Neural Network Optimization Notes (1) Hessian

Neural Network Optimization Notes

Posted by CL on March 8, 2020

DNN Optimization

Hessian

Hessian Matrix

People believe training stuck because the parameters are near a critical point.

  • critical point: gradient is zero
  • minima point: gradient is zero and is local minima
  • saddle point: gradient is zero however is not a local minima

We use Hessian matrix to judge whether a critical point is a minima or not.

According to Taylor’s formula (all the requirements satisfied), at a closed interval containing $x_0$, the function $f(x)$ can be stated as:

\[f(x) = f(x_0)/0!+f'(x)(x-x_0)/1!+f''(x_0)(x-x_0)^2/2!+ \ ...\]

In higher dimension, $\theta^0$ denotes the point we are analysing.:

\[f(\theta) = f(\theta_0)+(\theta-\theta_0)^Tg+\frac{1}{2}(\theta-\theta^0)^TH(\theta-\theta_0)+ \dots\]

Hessian H is a matrix, where

\[H_{ij} = \frac{\partial^2f(\theta^0) }{\partial\theta_i\partial\theta_j}\]

Hessian is symmetric since $H_{ij}=H_{ji}$ according to the property of second derivative.

Newton’s Method

In gradient descent we only care about the first derivative of the loss function, while in Newton’s method we take the second derivative into concern to find the minima point.

\[\begin{aligned} \nabla f(\theta)&\approx \nabla \big[f(\theta_0)+(\theta-\theta_0)^Tg+\frac{1}{2}(\theta-\theta^0)^TH(\theta-\theta_0)\big] \\ &= \nabla(\theta-\theta_0)^Tg+\frac{1}{2}\nabla (\theta-\theta^0)^TH(\theta-\theta_0)\\ &= g + H(\theta-\theta_0) \end{aligned}\]

To find point where $\nabla = 0$ equals to $g+H(\theta-\theta_0)=0$ , so that

\[\begin{aligned} H(\theta-\theta_0) &= -g \\ \theta-\theta_0 &= -H^{-1}g \end{aligned}\]

so we have minima $\theta = \theta_0 - H^{-1}g$, while in gradient descent $\theta = \theta_0 - \eta g$

What’s the difference?

Newton method actually is a replacement method.

Drawbacks

  • Computing inverse is difficult
  • Doesn’t guarantee local minima, can be saddle point or maxima

Use Hessian and Eigenvalue to Verify Minima

In linear algebra we have learned:

  • If $Av = \lambda v$:
    • $v$ is an eigenvector of A
    • $\lambda$ is an eigenvalue of A that corresponds to $v$
  • If matrix B is symmetric and for every none-zero vector $x$, if
    • $x^TBx>0$ : positive definite <=> All eigenvalues are positive
    • $x^TBx \geq0$ : positive semi-definite <=> All eigenvalues are non-negative
    • $x^TBx<0$ : negtive definite <=> All eigenvalues are negative
    • $x^TBx \leq0$: negative semi-definite <=> All eigenvalues are none-positive

At critical point, the first derivatives are zero,so :

\[f(\theta) \approx f(\theta)+\frac{1}{2}(\theta-\theta^0)^TH(\theta-\theta_0)\]

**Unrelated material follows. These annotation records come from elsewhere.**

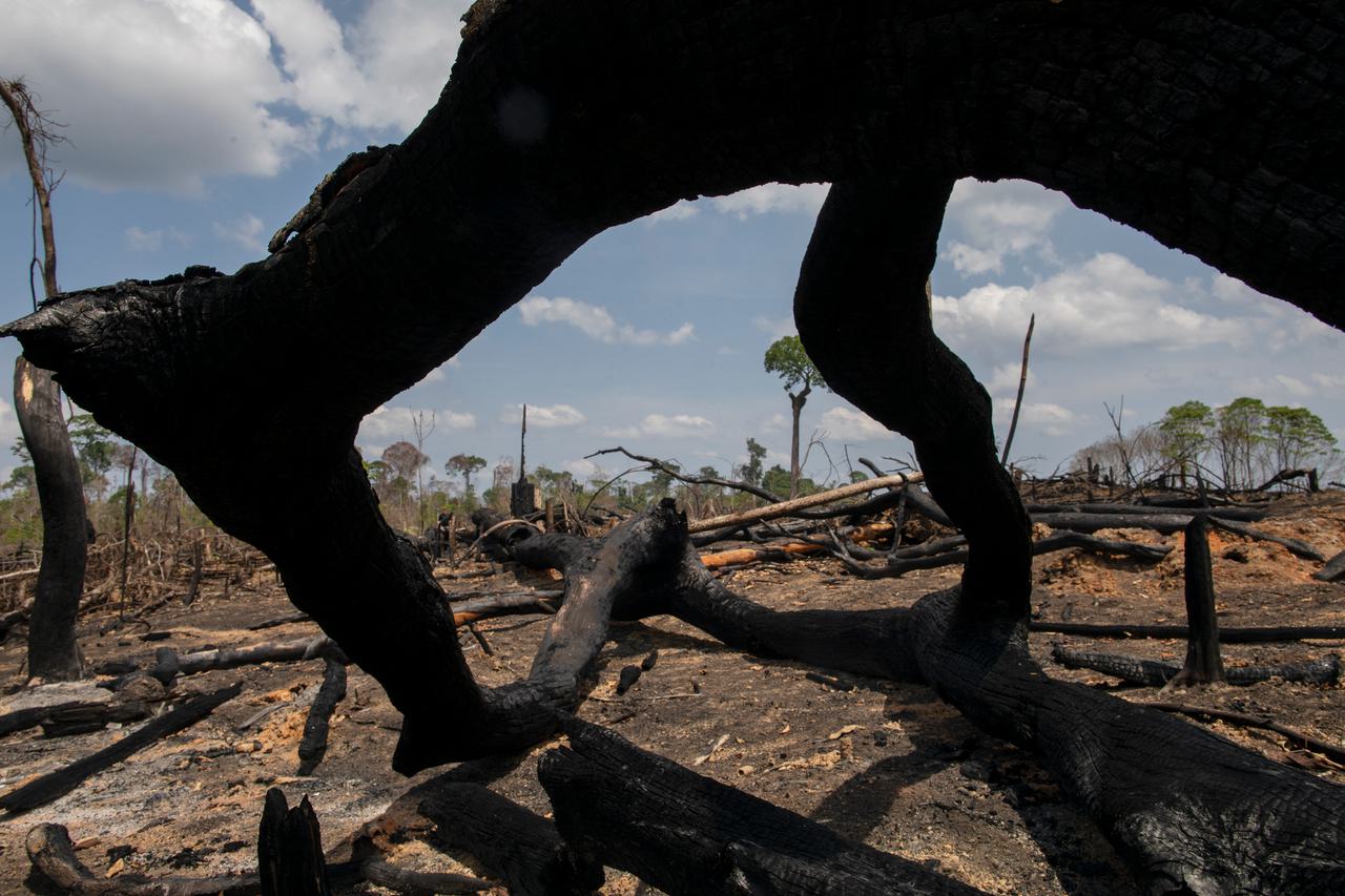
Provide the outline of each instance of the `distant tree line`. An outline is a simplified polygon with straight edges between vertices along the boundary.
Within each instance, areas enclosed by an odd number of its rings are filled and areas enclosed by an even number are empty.
[[[1169,476],[1182,486],[1197,479],[1229,490],[1259,488],[1284,471],[1334,471],[1336,436],[1307,408],[1267,405],[1240,397],[1219,408],[1186,401],[1161,420],[1116,432],[1077,451],[1072,470],[1139,484]]]

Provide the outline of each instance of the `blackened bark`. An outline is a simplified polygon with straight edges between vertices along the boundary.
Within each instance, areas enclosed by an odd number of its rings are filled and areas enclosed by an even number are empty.
[[[538,778],[566,842],[671,896],[981,891],[569,718]]]
[[[603,885],[603,865],[561,839],[555,825],[480,784],[437,784],[420,811],[511,893],[580,896]]]
[[[323,685],[304,720],[304,736],[299,741],[299,774],[312,775],[327,755],[327,732],[331,728],[336,704],[346,697],[346,665],[328,659],[323,670]]]
[[[293,809],[278,787],[266,791],[257,833],[262,896],[331,896],[321,829],[308,796]]]
[[[1186,662],[1171,683],[1210,685],[1224,681],[1215,612],[1215,572],[1209,558],[1209,519],[1198,515],[1186,526]]]
[[[28,673],[73,681],[83,674],[75,619],[89,552],[79,464],[51,373],[20,355],[13,365],[13,401],[42,505],[42,569],[28,616]]]

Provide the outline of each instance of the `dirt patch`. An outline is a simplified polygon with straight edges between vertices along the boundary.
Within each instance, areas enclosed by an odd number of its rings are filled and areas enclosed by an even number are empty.
[[[1330,556],[1345,548],[1345,502],[1291,499],[1256,526],[1301,538]],[[1102,534],[1167,544],[1174,550],[1157,565],[1079,552],[1041,557],[1034,615],[1068,622],[1182,622],[1181,537],[1137,530]],[[1227,533],[1216,538],[1215,576],[1224,626],[1345,624],[1345,585],[1313,581],[1311,572],[1319,564],[1278,545]],[[900,580],[858,581],[834,561],[811,558],[748,566],[728,580],[744,596],[779,609],[863,609],[909,605],[955,583],[958,574],[959,569],[950,568]],[[550,577],[525,578],[554,588]],[[519,584],[502,573],[445,581],[445,587],[455,592],[504,591]],[[155,648],[164,646],[187,651],[316,634],[309,623],[247,631],[250,624],[289,612],[280,587],[258,574],[245,587],[234,587],[229,597],[207,592],[190,608],[163,608],[152,623],[156,632],[171,632],[167,640],[141,640],[144,627],[98,636],[112,615],[94,615],[82,620],[82,644],[91,663],[129,658],[148,665]],[[545,622],[543,616],[515,616],[480,623],[495,657],[484,655],[464,632],[463,650],[477,679],[502,685],[522,677]],[[1130,700],[1157,694],[1052,665],[1053,640],[1174,662],[1184,654],[1180,642],[1033,639],[1034,655],[1052,675],[1115,690]],[[1341,647],[1325,642],[1231,644],[1225,662],[1294,662]],[[616,696],[621,666],[652,650],[659,651],[656,665],[628,693]],[[20,643],[0,647],[4,681],[19,681],[22,659]],[[846,837],[924,861],[995,893],[1134,892],[1111,846],[1032,756],[982,735],[928,687],[849,675],[823,683],[807,677],[815,671],[808,666],[744,655],[664,616],[613,626],[599,665],[599,686],[582,705],[582,717]],[[243,681],[243,693],[203,722],[91,778],[55,803],[0,819],[0,892],[44,892],[30,880],[23,850],[27,830],[43,821],[67,825],[81,846],[81,860],[95,873],[206,876],[249,868],[256,862],[256,829],[270,786],[282,787],[292,803],[311,798],[327,846],[379,818],[410,787],[436,775],[479,780],[535,811],[547,811],[535,763],[553,744],[526,756],[464,763],[412,779],[393,774],[399,716],[378,683],[354,667],[347,698],[332,720],[327,757],[313,776],[299,778],[299,737],[321,674],[321,661],[308,661],[215,671],[179,682],[180,693],[202,693]],[[1188,693],[1182,700],[1268,714],[1345,744],[1345,693],[1340,687],[1266,682]],[[1278,736],[1224,725],[1213,731],[1345,783],[1338,767],[1295,753]],[[58,768],[122,733],[43,740],[30,732],[0,740],[0,788]],[[425,870],[472,869],[469,857],[453,858],[440,849],[432,826],[413,822],[410,814],[394,813],[379,827],[379,842],[393,861]],[[631,893],[635,887],[629,876],[609,872],[603,892]]]

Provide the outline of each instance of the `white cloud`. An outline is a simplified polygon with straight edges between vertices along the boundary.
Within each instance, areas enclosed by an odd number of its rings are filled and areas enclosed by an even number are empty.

Let $x = (\theta-\theta^0)$, if H is positive definite: so that $x^THx > 0 $, so that around $\theta^0$ : $f(\theta)>f(\theta^0)$, so that $\theta^0$ is a local minima ! The same method goes for maxima.

If sometimes $x^THx > 0 $ and sometimes $x^THx < 0 $ then $\theta^0$ is a saddle point.

If $H$ is semi-positive, we can’t confirm whether the point is a local minima since it’s up to the higher derivatives of the function.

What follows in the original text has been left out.